En 2021, renforçons nos luttes syndicales !

photo Eric Roset

de: Cora Antonioli, vice-présidente du SSP

2020 aura été une année dont on se dira peut-être, au hasard de quelques vains souhaits, qu’on s’en serait volontiers passé.

Si elle aura bouleversé notre vie, elle aura aussi mis en évidence, plus que jamais, les terribles inégalités de notre société, notamment le désastre provoqué par des décennies d’austérité dans les services publics – quand on ne les a pas tout simplement privatisés. Une politique qui a fait le choix de favoriser les profits aux dépens des besoins essentiels de la population. Ainsi, en tout début d’année, et avant que le coronavirus ne fasse partie de nos vies, notre syndicat dénonçait les élucubrations du Blick qui titrait « Un hôpital sur dix doit fermer », expliquant que la Suisse comptait trop de lits d’hôpital. Un « constat » repris plus tard par la RTS.

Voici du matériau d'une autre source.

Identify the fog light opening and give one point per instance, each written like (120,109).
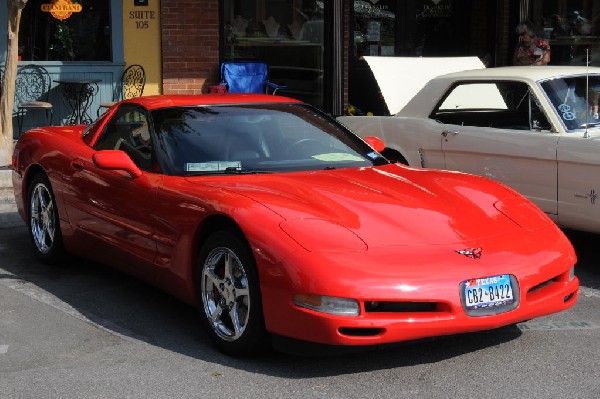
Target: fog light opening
(327,304)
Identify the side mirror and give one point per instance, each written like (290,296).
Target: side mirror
(116,160)
(375,142)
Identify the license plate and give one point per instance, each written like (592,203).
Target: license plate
(488,292)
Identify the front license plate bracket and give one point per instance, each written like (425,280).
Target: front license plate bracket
(490,295)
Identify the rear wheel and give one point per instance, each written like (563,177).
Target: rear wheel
(44,225)
(228,295)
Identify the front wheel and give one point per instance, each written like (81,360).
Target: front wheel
(228,294)
(44,225)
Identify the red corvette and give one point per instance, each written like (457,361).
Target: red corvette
(276,221)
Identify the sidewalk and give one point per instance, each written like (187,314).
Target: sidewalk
(8,209)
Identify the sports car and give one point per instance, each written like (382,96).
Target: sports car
(276,221)
(536,130)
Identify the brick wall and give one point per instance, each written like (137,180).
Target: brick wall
(190,45)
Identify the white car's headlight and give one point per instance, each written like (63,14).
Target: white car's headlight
(328,304)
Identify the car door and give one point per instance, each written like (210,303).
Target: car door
(110,210)
(498,130)
(579,181)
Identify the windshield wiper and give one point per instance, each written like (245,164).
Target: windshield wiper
(244,171)
(589,124)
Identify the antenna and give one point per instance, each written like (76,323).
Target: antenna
(586,134)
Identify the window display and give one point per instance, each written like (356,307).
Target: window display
(81,34)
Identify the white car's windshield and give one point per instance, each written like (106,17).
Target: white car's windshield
(575,100)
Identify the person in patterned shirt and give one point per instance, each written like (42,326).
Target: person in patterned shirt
(531,50)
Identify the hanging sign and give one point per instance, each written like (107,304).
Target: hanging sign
(61,9)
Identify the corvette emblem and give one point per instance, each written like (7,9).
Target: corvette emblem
(474,253)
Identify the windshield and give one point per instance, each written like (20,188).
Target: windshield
(256,138)
(575,100)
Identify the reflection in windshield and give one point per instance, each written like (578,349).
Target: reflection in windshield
(256,138)
(575,100)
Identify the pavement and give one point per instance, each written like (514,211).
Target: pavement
(9,216)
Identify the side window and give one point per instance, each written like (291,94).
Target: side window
(501,105)
(129,131)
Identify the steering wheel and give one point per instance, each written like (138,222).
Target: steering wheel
(297,146)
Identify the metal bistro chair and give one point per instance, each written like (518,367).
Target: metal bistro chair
(132,85)
(32,88)
(247,77)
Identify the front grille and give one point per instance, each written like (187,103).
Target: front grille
(542,285)
(401,307)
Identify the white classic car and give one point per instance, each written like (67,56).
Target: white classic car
(535,129)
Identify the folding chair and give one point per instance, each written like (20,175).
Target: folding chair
(247,77)
(132,85)
(32,89)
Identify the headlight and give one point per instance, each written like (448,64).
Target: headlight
(327,304)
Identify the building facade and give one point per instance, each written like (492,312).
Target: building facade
(314,47)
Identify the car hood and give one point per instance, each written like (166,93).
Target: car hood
(389,205)
(400,78)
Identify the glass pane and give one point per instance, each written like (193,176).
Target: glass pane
(374,28)
(83,35)
(285,34)
(571,29)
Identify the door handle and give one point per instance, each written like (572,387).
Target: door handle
(77,164)
(446,133)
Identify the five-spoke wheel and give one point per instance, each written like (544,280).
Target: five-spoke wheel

Aujourd’hui, en pleine deuxième vague, de telles déclarations sont sans doute impossibles, mais nous n’en avons pas pour autant terminé avec la logique des profits.

De la première phase de crise et du semi-confinement sont certes apparues des raisons d’imaginer de nouvelles perspectives; marquant des distances avec les exigences du capital, l’Etat a repris le pouvoir pour affecter prioritairement les richesses aux besoins de la population. Ceci a mené à se questionner sur le sens des activités, sur le sens du travail, sur la manière dont il est valorisé (ou non). Car celui qui est indispensable à la survie de la population n’est pas celui que l’on avait placé sur un piédestal ces dernières décennies (le trader vs. l’ASSC, la communicante vs. le caissier). Cette première phase a aussi laissé entrevoir ce qui pourrait être une société consciente qu’elle ne tient et ne vaut que par la solidarité et le soutien aux plus fragiles. Cette force collective nécessaire, incarnée aussi par le service public comme pilier essentiel soutenant les besoins fondamentaux de l’ensemble de la population, a éclaté au grand jour. Cette reconnaissance symbolique du travail véritablement essentiel a trouvé son expression la plus évidente dans les applaudissements des soignant-e-s par la population aux balcons.

Si ces moments révèlent une prise de conscience et pourraient faire espérer des changements en profondeur, la réalité politique n’en prend cependant pas le chemin. Au contraire. Souvent, l’employeur public, comme unique acte de « reconnaissance », a distribué des gels ou des badges à son personnel soignant, tandis que certaines autorités politiques s’attaquent carrément aux salaires (Genève, Zurich). Rappeler qu’il faut investir massivement dans les services publics maintenant est donc plus que jamais nécessaire. Lutter collectivement contre la baisse de leurs salaires, comme l’ont fait, de manière exemplaire, nos collègues employé-e-s à l’Etat de Genève, en descendant dans la rue et en faisant la grève; se battre pour la reconnaissance et la valorisation de nos métiers, comme nos collègues des secteurs de la santé en octobre dernier. C’est cela, la tâche première de notre syndicat.

Renforcer les solidarités entre salarié-e-s sur notre lieu de travail, malgré les difficultés pour nous réunir, nous battre pour nos droits et la reconnaissance. C’est ce chemin que notre syndicat a souvent suivi cette année, malgré les embûches et la forte pénibilité due à la situation sanitaire, avec un certain succès. Notre syndicat se renforce dans de nombreuses régions. Il nous appartient de le rendre encore plus fort en 2021.

Bonnes fêtes à toutes et tous! Sans virus et avec la gnaque.